Is the packet loss on the inbound or outbound path? Could you do a packet capture for the IP 156.106.202.71, please? There should be one packet every 8 seconds. What kind of router are you using?

NTPman you are great. With pointing to this source address I was able to figure out the problem.
I use pfsense as firewall/router an set the “Maximum state entries per host” for UDP port 123 to 4.
This was intended to reduce traffic from bogus hosts. and blocked many of the requests.
I removed this restriction on my router, an now it works. So the problem for me is solved.
Maybe it shroud be mentioned, that the new monitoring system sends queries more often.
Thank you very much for your help.

3 Likes

I have NTP monitors that are not part of the NTP pool monitoring system located in the US (Illinois, Colorado, New York) and London. All of them showed 99%+ response rate from the given IPv4 and IPv6 addresses for several days. A second monitor also located in Illinois showed only ~75% goodput.
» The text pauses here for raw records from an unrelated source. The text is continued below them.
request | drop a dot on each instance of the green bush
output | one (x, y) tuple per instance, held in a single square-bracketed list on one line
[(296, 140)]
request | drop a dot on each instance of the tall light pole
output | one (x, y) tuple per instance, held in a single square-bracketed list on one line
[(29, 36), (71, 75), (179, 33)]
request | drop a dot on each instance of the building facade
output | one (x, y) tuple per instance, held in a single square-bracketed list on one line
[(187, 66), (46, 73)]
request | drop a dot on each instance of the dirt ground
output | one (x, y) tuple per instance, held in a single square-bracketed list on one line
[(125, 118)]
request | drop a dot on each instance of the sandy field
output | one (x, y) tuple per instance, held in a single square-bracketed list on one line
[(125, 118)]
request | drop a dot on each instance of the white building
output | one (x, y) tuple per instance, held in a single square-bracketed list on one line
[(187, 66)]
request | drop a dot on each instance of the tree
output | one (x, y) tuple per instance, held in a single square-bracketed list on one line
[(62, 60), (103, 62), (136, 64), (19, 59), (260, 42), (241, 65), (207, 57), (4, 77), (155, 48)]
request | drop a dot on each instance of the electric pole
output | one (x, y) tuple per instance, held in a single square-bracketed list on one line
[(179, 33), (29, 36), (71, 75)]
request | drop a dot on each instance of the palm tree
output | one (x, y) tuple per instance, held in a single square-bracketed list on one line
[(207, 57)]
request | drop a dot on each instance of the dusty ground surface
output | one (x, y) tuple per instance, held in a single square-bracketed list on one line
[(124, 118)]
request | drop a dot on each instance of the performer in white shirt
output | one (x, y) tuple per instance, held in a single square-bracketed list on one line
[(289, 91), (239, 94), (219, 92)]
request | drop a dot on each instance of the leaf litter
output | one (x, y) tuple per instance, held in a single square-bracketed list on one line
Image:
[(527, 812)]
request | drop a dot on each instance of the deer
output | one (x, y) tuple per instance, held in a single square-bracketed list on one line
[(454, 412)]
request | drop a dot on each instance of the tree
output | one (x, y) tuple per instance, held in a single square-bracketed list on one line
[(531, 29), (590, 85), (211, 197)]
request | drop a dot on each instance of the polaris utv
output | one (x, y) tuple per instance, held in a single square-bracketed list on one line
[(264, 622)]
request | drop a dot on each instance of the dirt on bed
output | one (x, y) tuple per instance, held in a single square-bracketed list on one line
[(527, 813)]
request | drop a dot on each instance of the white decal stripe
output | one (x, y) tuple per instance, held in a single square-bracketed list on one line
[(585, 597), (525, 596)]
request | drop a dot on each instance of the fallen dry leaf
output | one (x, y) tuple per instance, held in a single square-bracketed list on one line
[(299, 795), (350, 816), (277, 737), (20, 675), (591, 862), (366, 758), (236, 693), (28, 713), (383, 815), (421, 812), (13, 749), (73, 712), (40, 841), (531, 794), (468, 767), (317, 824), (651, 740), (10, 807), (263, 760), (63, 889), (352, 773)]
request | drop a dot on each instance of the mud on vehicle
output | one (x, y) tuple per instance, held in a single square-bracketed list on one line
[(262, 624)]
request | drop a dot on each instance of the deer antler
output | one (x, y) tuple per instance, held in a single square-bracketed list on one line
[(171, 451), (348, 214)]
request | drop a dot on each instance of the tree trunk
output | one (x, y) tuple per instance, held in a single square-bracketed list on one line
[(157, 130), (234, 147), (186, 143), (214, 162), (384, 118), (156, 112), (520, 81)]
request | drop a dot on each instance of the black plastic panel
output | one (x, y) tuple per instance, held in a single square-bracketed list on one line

Could be a path-dependent loss.

Nah, seems like it was the pfSense.

Path is ok from FRA (Pool Monitor)(Germany) towards CH(Austria)
Sadly only over transit.

  1. redacted (redacted)  0%   0.3 ms   [REDACTED] REDACTED, DE
  2. ???   100% *   (No reply)
  3. 100ge0-77.core2.zrh2.he.net (184.105.65.29)   20% 8.8 ms   [AS6939] HURRICANE, US
  4. arcade-solutions-ag.10gigabitethernet10-1.core1.zrh2.he.net (216.66.93.130)   0%   7.1 ms   [AS6939] HURRICANE, US
  5. 10.119.154.5    0%  7.8 ms    BOGON  rfc1918 (Private Space)
  6. smtp.irtech.ch (46.22.24.205)  0%  8.2 ms  [AS51873] AS-ARCADE, CH

This topic was automatically closed 30 days after the last reply. New replies are no longer allowed.